Their company Chicken George (Scotland) Ltd was dissolved in 2016. Prior to that, Mr Bartlett and his brother were directors of UK Blending Ltd in Clacton-on-Sea which they founded in 1999 to make flavourings for crisps. Andrew Bartlett disposed of his stake in 2016, as he arrived in Harris with investment plans.
West Harris Trust was deeply suspicious of what was happening – and with good reason. In February 2016, the Trust wrote to the Commission saying they had previously raised with them the tenancy of 1 Luskentyre following the death of the tenant, an elderly lady who for practical purposes had died intestate.
In fact, her will left the croft to a Harris person who predeceased her and then no family agreement could be reached about assignation to a potential family nominee. As a result, the executors of her estate were free to sell both house and crofting tenancy as one on the open market, subject to Crofting Commission approval.
The Trust’s letter stated: “It is now being reported locally that the tenancy has been approved; could you confirm if this is the case and if not could you also confirm what consultation would take place with the Trust (and the local grazings committee) prior to a formal decision.
“The Croft was advertised on the market for offers over £220,000. We understand the final offers to be over £250,000. As you can imagine this will prevent any young local crofters securing a Croft and it is fair to say the directors were aghast at the price being asked.
“It has also been reported locally that the successful prospective new tenant has only recently purchased another Croft in North Harris (Maruig). If this indeed the case it is clear evidence of speculative purchase of Croft tenancies. I would be pleased if you could confirm that the Trust and local community will have the opportunity to comment on this assignation request”.

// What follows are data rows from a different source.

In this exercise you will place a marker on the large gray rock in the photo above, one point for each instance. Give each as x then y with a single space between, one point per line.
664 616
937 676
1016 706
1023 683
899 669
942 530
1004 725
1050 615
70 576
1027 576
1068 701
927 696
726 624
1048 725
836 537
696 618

Five days later, the Commission’s Finlay Beaton confirmed the tenancy was still in the name of Miss Marion Mackinnon and must be resolved by the Executor by November 2016, within two years of her death. The prospective tenant could either use “the assignation route” or else “proceed under Section 11” of the 1993 Crofters Act “where the Executor of the deceased crofter gives notice of the transfer … to the Landlord who will accept the transferee as tenant”
Mr Beaton asserted that there was “no legal requirement nor is it Commission procedure to consult with landlords or committees as standard.”
The Trust greeted this letter with dismay and asked for clarification of the Commission’s position. “Will the Commission have a role in approving this assignation or not? We don't quite follow the references you have made to the 1993 Act; the wording seems to suggest that the Landlord is notified and has to accept the proposed tenant?
“Also, if this is the case, how does this square with the stated Commission policy to discourage multiple tenancies/Croft collecting or even the basic suitability of the proposed tenant … (we were) always under the impression that the Commission was the final arbiter in the transfer of a tenancy”The Trust response asked: “Does the Commission have a view on this or the fact that the proposed purchaser has recently purchased another Croft. Will the Commission establish, in those circumstances, if plans submitted to acquire one Croft have been complied with before approving the purchase of a second tenancy?”Mr Bartlett continues to be listed on the Register Crofts as owner occupier (i.e. his own landlord) of 1 Luskentyre and 5 Maruig.
The Gazette has sent a list of detailed questions to the Commission about the circumstances in which Mr Bartlett acquired two croft tenancies, almost simultaneously, with their approval and in the face of specific warnings about land speculation.